FIGURE 5. Increased expression of IFN-β in lupus susceptible mice is associated with reduced expression of FcγRIIB receptor

(a) Total RNA isolated from splenocytes prepared from age-matched (~9-weeks) B6, NZB, or B6.Nab2 (ABC) female mice was analyzed by quantitative real-time PCR for FcγRIIB receptor mRNA levels. The ratio of the FcγRIIB mRNA to the β2-microglobulin mRNA was calculated in units (one unit being the ratio of the test gene to β2-microglobulin mRNA). The relative steady-state levels of FcγRIIB mRNA in the B6 female mice are indicated as 1. Results are mean values of triplicate experiments and error bars represent standard deviation (^* p <0.05). (b) Total protein extracts from purified B cells (B220⁺) were subjected to immunoblotting for the indicated protein using the specific antibodies. FC, indicates fold change in the FcγRIIB receptor levels. (c) Total RNA extracted from age-matched (~4-month-old) female B6, B6.Nba2-C (C), or B6.Nba2-ABC (ABC) splenic cells was analyzed by semi-quantitative PCR for Ifnb mRNA levels. (d) Total RNA in the panel (c) was analyzed by quantitative TaqMan real-time PCR using the specific to Fcgr2b.

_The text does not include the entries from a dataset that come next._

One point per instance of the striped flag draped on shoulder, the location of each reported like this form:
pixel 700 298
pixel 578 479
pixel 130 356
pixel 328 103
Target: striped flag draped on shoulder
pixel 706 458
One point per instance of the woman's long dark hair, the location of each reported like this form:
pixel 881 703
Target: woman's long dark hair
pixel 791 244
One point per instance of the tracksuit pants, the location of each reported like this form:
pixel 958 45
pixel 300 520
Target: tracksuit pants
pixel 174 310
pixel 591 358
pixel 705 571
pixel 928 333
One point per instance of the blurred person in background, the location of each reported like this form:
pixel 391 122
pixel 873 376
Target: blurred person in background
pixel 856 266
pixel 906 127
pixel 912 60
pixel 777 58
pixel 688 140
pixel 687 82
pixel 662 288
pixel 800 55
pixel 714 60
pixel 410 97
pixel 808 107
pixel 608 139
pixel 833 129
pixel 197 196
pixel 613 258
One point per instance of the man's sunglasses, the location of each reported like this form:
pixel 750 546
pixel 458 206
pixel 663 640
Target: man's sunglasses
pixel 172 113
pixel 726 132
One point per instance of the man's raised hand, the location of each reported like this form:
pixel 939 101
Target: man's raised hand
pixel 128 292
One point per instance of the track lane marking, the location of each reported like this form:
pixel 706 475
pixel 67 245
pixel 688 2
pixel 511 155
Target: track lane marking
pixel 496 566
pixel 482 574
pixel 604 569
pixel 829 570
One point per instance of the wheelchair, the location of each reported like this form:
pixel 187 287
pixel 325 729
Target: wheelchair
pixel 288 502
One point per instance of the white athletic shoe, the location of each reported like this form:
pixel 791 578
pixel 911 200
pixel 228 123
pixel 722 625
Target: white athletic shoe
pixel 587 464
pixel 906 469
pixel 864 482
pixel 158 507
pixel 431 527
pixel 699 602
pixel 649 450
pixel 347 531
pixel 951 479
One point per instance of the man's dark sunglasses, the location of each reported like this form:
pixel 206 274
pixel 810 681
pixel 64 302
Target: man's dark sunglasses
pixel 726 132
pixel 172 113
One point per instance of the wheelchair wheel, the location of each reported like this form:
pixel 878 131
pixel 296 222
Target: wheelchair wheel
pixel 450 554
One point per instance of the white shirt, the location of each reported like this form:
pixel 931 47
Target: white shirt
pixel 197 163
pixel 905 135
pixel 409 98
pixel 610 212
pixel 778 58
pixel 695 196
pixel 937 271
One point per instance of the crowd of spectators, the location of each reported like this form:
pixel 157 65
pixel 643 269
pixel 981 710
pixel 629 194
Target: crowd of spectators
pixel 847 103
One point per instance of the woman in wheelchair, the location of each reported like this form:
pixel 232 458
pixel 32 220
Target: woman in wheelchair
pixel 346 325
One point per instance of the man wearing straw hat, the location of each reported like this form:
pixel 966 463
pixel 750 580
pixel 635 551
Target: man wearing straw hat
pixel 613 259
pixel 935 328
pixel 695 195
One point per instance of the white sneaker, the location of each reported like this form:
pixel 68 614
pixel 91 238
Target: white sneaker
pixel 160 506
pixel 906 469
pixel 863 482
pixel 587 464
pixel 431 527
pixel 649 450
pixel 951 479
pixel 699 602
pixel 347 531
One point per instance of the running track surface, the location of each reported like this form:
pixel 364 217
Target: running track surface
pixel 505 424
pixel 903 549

The ratio of the Fcgr2b mRNA levels to β2-microglobulin mRNA levels was calculated in units (one unit being the ratio of the test gene to β2-microglobulin mRNA in splenocytes). The relative levels of Fcgr2b mRNA levels in the B6 females are indicated as 1. Results are mean values of triplicate experiments and error bars represent standard deviation (NS, not significant; ^* p <0.05). (e) Total RNA in the panel (c) was also analyzed by semi-quantitative PCR for Fcgr2b mRNA levels. (f) Total cell extracts from splenocytes prepared from age-matched (~10-weeks) B6, NZB, or B6.Nab2 (ABC) female mice were analyzed by immunoblotting using antibodies specific to the indicated proteins. FC, indicates fold change in the FcγRIIB receptor levels.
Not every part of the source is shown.